Monitor Unity AI Gateway cost

Beta

This feature is in Beta.

Observe and analyze cost for all Unity AI Gateway traffic by endpoint, target model, requesting principal, and tags.

note

Cost observability is based on Databricks billing records. For request-level usage analytics such as token counts, latency, requester details, and request tags, see Monitor usage for Unity AI Gateway endpoints.

Requirements

Unity AI Gateway enabled for your account.
A Databricks workspace in a Unity AI Gateway supported region.
The billable usage system table enabled for your account. See Enable system tables.

Attribution

Unity AI Gateway provides cost attribution through the billable usage system table (system.billing.usage).

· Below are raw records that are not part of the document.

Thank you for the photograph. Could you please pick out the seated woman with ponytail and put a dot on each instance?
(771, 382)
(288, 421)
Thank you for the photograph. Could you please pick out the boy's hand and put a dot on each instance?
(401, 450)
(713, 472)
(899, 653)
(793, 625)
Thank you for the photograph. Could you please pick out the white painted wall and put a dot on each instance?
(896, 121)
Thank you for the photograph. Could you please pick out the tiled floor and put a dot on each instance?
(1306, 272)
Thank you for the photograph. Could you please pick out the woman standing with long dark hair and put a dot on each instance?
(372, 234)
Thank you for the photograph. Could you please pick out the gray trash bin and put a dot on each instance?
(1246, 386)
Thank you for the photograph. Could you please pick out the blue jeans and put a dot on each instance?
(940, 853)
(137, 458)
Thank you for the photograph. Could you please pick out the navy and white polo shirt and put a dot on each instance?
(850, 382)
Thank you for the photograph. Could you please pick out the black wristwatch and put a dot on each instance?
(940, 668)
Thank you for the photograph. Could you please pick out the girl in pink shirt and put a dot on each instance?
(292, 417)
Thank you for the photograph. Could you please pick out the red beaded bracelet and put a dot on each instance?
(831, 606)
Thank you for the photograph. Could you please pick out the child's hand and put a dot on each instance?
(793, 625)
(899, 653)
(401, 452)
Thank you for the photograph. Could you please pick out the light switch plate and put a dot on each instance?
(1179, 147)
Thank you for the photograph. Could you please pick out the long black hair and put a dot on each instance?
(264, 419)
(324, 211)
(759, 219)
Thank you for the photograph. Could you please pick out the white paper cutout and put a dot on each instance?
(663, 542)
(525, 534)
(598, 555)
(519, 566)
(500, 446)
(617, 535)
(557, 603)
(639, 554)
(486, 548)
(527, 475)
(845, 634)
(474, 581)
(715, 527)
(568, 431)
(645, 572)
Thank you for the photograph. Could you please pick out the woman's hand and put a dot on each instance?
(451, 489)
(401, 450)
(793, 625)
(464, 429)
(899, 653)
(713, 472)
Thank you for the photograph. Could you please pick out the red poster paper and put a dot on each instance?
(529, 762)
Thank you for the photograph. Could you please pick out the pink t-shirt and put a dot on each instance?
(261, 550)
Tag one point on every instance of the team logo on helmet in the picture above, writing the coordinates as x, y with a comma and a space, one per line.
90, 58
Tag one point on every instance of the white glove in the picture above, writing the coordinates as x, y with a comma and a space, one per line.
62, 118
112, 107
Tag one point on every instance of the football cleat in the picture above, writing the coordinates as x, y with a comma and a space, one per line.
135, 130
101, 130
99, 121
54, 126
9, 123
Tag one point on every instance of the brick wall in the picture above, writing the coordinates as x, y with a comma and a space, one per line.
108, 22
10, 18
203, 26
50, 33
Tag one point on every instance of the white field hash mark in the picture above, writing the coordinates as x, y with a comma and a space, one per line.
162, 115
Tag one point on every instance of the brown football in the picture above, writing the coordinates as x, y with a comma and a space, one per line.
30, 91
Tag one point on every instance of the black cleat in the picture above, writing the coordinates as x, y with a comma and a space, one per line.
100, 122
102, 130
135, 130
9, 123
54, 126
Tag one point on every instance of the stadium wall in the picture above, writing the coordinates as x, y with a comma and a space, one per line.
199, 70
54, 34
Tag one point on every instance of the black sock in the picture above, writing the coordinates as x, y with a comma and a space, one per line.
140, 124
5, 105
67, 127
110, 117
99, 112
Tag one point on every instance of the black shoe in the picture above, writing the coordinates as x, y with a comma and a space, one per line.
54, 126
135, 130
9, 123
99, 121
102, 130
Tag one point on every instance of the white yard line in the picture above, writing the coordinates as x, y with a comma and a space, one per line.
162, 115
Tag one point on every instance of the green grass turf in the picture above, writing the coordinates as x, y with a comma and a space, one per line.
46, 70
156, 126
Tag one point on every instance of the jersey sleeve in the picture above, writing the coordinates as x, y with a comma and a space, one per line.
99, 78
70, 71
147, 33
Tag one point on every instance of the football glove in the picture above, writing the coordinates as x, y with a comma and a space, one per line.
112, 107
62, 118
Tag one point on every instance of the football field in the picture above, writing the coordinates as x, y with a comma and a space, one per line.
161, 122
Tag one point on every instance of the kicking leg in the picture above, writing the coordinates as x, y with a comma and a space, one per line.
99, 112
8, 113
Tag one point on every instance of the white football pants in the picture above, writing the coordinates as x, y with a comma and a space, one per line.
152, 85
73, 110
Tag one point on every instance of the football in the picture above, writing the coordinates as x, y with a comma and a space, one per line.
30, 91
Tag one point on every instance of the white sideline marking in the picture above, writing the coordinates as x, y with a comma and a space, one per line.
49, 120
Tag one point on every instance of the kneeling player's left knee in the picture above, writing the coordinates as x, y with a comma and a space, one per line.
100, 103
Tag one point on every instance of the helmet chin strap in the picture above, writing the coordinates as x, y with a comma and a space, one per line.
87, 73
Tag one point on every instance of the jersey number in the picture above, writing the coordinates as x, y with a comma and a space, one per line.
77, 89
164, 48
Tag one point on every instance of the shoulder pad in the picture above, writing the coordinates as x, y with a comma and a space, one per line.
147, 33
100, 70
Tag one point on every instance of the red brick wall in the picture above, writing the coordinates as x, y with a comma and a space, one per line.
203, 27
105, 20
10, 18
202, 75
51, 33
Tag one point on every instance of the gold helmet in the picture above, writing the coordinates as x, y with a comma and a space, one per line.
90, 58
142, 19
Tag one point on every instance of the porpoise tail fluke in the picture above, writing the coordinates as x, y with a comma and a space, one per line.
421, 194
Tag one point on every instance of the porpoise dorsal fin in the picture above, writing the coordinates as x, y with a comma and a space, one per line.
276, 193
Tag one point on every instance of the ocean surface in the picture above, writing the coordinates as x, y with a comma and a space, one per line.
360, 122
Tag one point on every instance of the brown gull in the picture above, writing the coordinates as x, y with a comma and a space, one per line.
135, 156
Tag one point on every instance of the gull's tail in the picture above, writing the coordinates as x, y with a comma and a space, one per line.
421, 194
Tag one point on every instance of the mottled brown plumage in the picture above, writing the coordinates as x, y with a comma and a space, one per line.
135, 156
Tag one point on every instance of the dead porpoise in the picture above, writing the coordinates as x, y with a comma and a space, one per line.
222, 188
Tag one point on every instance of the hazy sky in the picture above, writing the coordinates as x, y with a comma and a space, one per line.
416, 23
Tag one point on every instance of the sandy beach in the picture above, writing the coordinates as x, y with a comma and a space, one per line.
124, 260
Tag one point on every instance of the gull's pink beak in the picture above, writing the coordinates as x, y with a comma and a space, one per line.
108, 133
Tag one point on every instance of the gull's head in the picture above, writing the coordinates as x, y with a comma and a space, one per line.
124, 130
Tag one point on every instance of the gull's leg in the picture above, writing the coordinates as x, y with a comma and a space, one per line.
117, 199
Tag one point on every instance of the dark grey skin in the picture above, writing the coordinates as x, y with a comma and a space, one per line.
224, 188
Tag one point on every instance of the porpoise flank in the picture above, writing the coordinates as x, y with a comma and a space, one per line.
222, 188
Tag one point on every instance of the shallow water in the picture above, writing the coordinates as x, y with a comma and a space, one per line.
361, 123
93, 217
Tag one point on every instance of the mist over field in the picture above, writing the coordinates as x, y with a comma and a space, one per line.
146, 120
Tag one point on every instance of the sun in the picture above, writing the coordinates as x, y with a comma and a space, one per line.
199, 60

Unity AI Gateway enriches MODEL_SERVING billing records in system.billing.usage with endpoint-specific metadata so that Databricks cost can be attributed to the associated endpoints, target models, principals, and endpoint tags. For the complete schema and field definitions, see the Billing usage system table reference.

The billable usage system table includes cost attribution for Databricks-hosted models. For external model cost analysis in the dashboard, see External model cost.

For requests served through a Unity AI Gateway endpoint, Databricks populates the following fields on MODEL_SERVING records in system.billing.usage:

Field	Description
`usage_metadata.ai_gateway_endpoint_name`	The name of the Unity AI Gateway endpoint that received the request.
`usage_metadata.ai_gateway_endpoint_id`	The ID of the Unity AI Gateway endpoint.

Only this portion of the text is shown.